China is buying oil assets in Latin America and helping finance exploration at companies such as Brazil’s Petroleo Brasileiro SA (PETR4) to meet rising demand as its economy surges. The U.S. is also seeking new sources of crude as traditional suppliers such as Mexico and Venezuela struggle to maintain output. U.S. President Barack Obama said in March that the U.S. wanted to become one of Brazil’s “best customers” for oil.

The Bogota-based company plans to boost output to 1.3 million barrels per day in 2020 as it taps reserves in Colombia, the U.S. Gulf of Mexico, Peru and Brazil through exploration and asset purchases. Ecopetrol, which had average output of about 615,900 barrels per day last year, plans to spend about $80 billion over the next 10 years to reach its goals, he said.
Investment Plan

Ecopetrol’s investment plan includes construction of the $4.2 billion Bicentennial pipeline, which will carry crude from fields in eastern Colombia to the Caribbean coast.

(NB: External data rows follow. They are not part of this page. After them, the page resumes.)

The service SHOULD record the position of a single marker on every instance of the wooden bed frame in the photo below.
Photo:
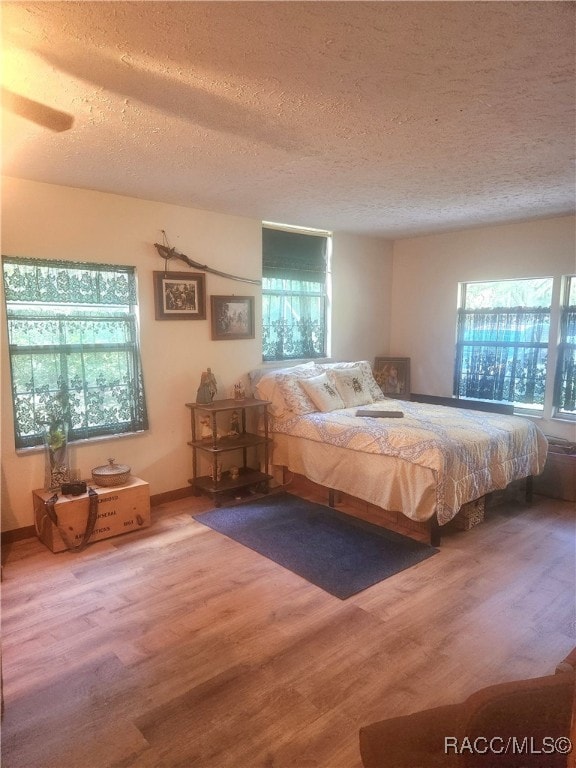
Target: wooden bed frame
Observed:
(453, 402)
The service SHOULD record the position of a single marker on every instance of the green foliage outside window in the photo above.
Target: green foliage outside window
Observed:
(73, 338)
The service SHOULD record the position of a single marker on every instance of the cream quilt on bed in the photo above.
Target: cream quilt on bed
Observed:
(469, 453)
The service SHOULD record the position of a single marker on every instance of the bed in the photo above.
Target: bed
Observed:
(424, 460)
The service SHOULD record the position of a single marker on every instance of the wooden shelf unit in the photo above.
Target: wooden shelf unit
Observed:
(224, 487)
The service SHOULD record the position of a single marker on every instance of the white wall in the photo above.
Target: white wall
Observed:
(361, 317)
(426, 273)
(46, 221)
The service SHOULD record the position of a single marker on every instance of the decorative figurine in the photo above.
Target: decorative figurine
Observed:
(207, 388)
(205, 428)
(239, 392)
(234, 424)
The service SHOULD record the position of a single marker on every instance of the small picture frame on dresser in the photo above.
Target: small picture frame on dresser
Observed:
(393, 376)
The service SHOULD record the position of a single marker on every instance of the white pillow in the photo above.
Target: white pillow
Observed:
(322, 392)
(351, 385)
(296, 399)
(267, 386)
(368, 376)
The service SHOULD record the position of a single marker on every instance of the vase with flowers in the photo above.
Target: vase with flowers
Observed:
(55, 435)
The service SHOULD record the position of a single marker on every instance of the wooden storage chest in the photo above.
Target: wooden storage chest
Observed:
(120, 509)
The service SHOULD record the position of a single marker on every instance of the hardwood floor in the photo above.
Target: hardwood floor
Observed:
(175, 647)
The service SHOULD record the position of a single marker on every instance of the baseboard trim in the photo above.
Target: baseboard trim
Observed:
(29, 531)
(167, 496)
(18, 534)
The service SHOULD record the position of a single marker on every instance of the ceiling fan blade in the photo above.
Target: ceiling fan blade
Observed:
(36, 112)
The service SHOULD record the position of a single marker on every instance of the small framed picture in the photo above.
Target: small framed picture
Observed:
(393, 375)
(232, 317)
(180, 295)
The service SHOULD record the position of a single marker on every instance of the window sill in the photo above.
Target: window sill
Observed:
(87, 441)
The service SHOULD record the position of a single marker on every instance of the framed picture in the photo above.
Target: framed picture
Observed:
(180, 295)
(393, 375)
(232, 317)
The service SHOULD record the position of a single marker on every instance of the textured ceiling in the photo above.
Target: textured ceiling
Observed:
(381, 118)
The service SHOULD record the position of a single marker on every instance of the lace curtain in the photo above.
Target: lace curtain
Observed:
(502, 355)
(293, 295)
(73, 348)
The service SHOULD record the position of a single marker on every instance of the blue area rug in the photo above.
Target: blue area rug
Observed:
(338, 553)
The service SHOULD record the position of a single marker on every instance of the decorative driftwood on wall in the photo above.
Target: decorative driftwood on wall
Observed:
(171, 253)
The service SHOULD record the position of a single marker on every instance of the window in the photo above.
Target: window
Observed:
(502, 341)
(73, 337)
(565, 390)
(294, 294)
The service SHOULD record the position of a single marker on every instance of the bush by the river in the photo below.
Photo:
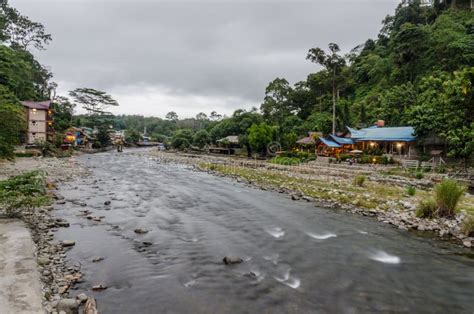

The company will need to build infrastructure to meet its goal of boosting exports because fuel transportation capacity has lagged gains in its production, Mauricio Restrepo, an analyst at Medellin-based brokerage Bolsa & Renta, said.

“There is more than enough oil -- what is lacking is a way to carry it,” Restrepo said in a telephone interview.

China, the world’s largest energy consumer, is snapping up more Colombian coal and crude after the Asian economy expanded 9.7 percent in the first quarter. China Petroleum Corp., known as Sinopec, also agreed to pay $7.1 billion for a 40 percent stake in Repsol YPF’s Brazilian unit in October as part of asset purchases the company made throughout Latin America last year.
Third-Largest Producer

Colombia, South America’s third-largest crude producer, may more than double output in 2020 to 2 million barrels per day, as Ecopetrol and other companies increase production, Gutierrez said. Improved security after the government repelled guerrilla groups has helped lure investors including billionaires Eike Batista and Carlos Slim to the nation’s energy reserves.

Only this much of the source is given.